Vous parlez de constater si le système d'amende aura permis de «réduire significativement la contrefaçon» . A quels volumes cela correspond-il ? Quels sont les objectifs ? Et quels sont les objectifs même de la loi Création et Internet ?

_ Nous parlons seulement d'un effet sérieux. Il ne faut pas fixer dans la loi des choses très précises. Laissons au gouvernement, au Parlement, et à l'Hadopi qui selon l'[amendement 474

serait chargé de ce constat] décider de l'efficacité ou non de la sanction sous forme d'amende.

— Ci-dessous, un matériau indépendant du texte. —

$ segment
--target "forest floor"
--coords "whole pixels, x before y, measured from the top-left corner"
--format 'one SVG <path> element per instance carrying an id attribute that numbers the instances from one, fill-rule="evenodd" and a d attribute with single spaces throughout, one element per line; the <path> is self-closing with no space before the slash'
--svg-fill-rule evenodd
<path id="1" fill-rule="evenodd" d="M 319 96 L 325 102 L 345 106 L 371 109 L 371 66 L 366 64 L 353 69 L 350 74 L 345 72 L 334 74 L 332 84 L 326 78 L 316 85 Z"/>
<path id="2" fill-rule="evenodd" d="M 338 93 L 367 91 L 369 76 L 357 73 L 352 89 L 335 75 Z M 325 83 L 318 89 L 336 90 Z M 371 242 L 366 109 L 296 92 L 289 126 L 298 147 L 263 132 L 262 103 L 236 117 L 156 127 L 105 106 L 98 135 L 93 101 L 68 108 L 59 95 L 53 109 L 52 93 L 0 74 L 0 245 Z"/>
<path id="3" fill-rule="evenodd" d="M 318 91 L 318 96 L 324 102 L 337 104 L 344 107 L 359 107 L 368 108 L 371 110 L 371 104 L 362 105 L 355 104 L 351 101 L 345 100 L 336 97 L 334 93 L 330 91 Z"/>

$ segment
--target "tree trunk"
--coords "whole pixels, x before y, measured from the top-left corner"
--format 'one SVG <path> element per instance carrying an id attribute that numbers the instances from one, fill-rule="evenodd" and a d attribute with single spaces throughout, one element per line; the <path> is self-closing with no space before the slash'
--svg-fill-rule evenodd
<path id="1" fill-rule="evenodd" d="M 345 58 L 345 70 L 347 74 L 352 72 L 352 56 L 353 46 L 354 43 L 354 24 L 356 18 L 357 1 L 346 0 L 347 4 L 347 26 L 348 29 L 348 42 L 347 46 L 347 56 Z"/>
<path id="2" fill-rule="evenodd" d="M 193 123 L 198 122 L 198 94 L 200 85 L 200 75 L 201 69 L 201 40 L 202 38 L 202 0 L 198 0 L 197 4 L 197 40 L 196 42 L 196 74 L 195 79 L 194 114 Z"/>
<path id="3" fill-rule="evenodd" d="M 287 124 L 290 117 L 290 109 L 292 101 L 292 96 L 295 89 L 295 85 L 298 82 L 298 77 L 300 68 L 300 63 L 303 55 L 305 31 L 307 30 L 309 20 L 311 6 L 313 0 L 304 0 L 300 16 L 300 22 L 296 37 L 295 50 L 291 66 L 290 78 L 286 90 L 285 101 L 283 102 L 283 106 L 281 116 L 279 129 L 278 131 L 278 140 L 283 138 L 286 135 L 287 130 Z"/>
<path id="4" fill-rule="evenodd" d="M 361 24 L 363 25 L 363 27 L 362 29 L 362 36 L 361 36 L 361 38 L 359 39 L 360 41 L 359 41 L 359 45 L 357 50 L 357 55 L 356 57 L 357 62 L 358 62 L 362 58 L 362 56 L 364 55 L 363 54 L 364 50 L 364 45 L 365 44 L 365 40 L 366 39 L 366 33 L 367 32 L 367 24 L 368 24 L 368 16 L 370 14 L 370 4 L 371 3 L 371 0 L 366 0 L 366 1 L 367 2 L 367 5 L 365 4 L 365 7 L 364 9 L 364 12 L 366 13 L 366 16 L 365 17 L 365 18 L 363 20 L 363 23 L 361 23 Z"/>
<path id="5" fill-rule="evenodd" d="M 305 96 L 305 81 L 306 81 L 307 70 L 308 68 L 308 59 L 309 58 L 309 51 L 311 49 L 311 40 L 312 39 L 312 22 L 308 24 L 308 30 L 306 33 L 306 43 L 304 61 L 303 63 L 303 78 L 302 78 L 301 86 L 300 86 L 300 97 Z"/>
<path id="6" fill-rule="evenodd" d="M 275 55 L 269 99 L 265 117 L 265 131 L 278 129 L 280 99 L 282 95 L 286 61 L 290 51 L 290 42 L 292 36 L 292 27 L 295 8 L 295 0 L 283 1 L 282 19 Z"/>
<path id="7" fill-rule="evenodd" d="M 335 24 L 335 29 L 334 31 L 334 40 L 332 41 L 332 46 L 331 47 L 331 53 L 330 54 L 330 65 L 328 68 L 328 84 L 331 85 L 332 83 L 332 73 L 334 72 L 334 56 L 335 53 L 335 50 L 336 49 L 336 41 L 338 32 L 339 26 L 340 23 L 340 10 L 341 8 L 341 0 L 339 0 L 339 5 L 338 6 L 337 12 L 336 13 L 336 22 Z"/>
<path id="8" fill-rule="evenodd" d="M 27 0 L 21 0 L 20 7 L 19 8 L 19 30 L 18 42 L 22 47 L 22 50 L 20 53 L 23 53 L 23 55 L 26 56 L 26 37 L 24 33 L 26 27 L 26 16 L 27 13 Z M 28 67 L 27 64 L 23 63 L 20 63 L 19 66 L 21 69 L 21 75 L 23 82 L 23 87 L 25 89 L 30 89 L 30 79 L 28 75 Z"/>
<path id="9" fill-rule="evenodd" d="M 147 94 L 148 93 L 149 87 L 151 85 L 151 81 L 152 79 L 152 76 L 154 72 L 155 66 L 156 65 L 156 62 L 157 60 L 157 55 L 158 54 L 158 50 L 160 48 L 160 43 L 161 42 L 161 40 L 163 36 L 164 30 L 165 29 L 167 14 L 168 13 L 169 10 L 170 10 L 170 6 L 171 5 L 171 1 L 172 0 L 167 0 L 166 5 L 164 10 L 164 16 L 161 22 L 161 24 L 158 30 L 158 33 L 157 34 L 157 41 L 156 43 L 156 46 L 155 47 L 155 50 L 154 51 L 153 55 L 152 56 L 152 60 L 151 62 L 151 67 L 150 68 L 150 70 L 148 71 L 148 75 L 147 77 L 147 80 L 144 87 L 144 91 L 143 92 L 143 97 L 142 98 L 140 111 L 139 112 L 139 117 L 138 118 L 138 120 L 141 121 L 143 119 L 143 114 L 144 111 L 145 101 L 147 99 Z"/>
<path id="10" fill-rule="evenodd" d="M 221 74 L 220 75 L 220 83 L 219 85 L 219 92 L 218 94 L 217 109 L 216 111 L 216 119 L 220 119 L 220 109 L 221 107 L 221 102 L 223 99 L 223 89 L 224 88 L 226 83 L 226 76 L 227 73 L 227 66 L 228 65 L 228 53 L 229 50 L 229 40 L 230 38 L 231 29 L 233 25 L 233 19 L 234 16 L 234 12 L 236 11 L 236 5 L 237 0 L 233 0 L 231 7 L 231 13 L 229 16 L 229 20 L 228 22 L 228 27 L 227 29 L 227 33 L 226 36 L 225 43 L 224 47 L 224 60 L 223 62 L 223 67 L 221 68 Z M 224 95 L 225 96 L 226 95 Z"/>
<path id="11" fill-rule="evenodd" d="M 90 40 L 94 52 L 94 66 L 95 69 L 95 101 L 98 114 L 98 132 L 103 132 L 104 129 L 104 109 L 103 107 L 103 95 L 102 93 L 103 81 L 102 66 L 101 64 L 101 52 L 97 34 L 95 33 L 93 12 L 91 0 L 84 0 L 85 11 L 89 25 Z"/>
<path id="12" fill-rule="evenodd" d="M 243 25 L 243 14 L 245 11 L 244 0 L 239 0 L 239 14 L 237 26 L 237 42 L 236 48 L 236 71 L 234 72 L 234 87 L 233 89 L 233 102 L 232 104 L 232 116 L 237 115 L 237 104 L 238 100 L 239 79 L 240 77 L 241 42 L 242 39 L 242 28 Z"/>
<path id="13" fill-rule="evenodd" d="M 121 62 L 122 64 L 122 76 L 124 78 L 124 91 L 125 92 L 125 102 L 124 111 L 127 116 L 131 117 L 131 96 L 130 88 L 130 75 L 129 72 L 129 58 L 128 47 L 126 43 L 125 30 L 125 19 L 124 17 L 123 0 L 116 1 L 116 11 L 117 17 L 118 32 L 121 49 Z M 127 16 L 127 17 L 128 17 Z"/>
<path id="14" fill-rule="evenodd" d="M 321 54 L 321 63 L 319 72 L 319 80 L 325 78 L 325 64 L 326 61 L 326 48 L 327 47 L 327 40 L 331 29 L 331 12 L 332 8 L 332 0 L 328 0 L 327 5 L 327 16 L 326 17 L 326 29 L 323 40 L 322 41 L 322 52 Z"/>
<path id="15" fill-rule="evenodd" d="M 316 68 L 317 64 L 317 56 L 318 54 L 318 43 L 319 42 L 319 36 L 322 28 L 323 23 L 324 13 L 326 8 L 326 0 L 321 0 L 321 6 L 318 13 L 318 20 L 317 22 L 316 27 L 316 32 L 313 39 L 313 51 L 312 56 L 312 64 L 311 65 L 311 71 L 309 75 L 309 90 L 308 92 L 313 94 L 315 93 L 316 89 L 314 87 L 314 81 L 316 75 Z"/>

Quel serait le montant de cette amende ?

_ Il s'agit d'une contravention de première classe, donc de trente-huit euros.

Par œuvre ? (la mention «pour chaque œuvre» de l'amendement 472 a été retiré)

_ Par œuvre ou par session. Ce n'est pas encore défini. Le but de ce système est qu'il soit dissuasif.

Selon Christine Albanel «une amende serait gênante, car ça serait faire payer les jeunes alors qu’ils n’ont pas d’argent » ...

_ Je ne peux que partager le fait que l'amende est plus lourde à supporter pour les gens qui n'ont pas d'argent que pour ceux qui en ont. Mais ça n'est pas parce que l'amende a un aspect inégalitaire que la coupure de l'accès à Internet à toutes les vertus égalitaires. Au contraire, elle risque de pénaliser très inégalement les internautes.

Et vous savez si sa position a changé depuis ?

_ Je suis en contact avec son cabinet. Pour tout vous dire, je les ai rencontré mercredi soir, et ils se sont dit «ouverts à la discussion» , et «pas fermés à certaines évolutions» . Il y a aussi les positions au niveau Européen, et le vote encore hier du rapport Lambrinidis . Après, la position française n'est pas tenue d'être liée au Parlement Européen.

Le vote de l'amendement 138/46 du Paquet Télécom pourrait être contraignant ?

_ Oui. J'ai d'ailleurs déposé l' amendement 200 qui reprenait la définition d'Internet comme un droit fondamental, car il me semble, oui, que c'est devenu un droit. L'amendement a été [rejeté, après de houleux débats , le 12 mars dernier].

Qu'attendez-vous de la reprise des débats ?

_ Ca va être intéressant. Et je suis confiant dans la possibilité de faire bouger les choses positivement. Dans le domaine d'Internet, c'est l'effervescence permanente. Ne nous plaignons pas des progrès permanents. Mais, du coup, légiférer dessus est risqué. Au mieux, ça ne peut qu'être, comme je l'appelle, qu'une législation «techno-dégradable». On doit s'adapter non seulement aux nouvelles technologies, mais aussi aux nouveaux usages et aspects économiques. Donc prendre son temps, c'est prendre les moyens de légiférer de manière efficace.

On peut s'attendre à des surprises ?

_ On peut espérer des surprises.

Et pour un vote du texte...

_ Dès mercredi ou jeudi.

(1) Il s'agit des amendements 470 , 471 , 472 , http://www.assemblee-nationale.fr/13/amendements/1240/124000473.asp, déposés à l'origine le 20 mars et et rectifiées hier après-midi, et de l' amendement 474 rajouté hier. Les 470 et 472 ont également été déposés par le député Alain Suguenot.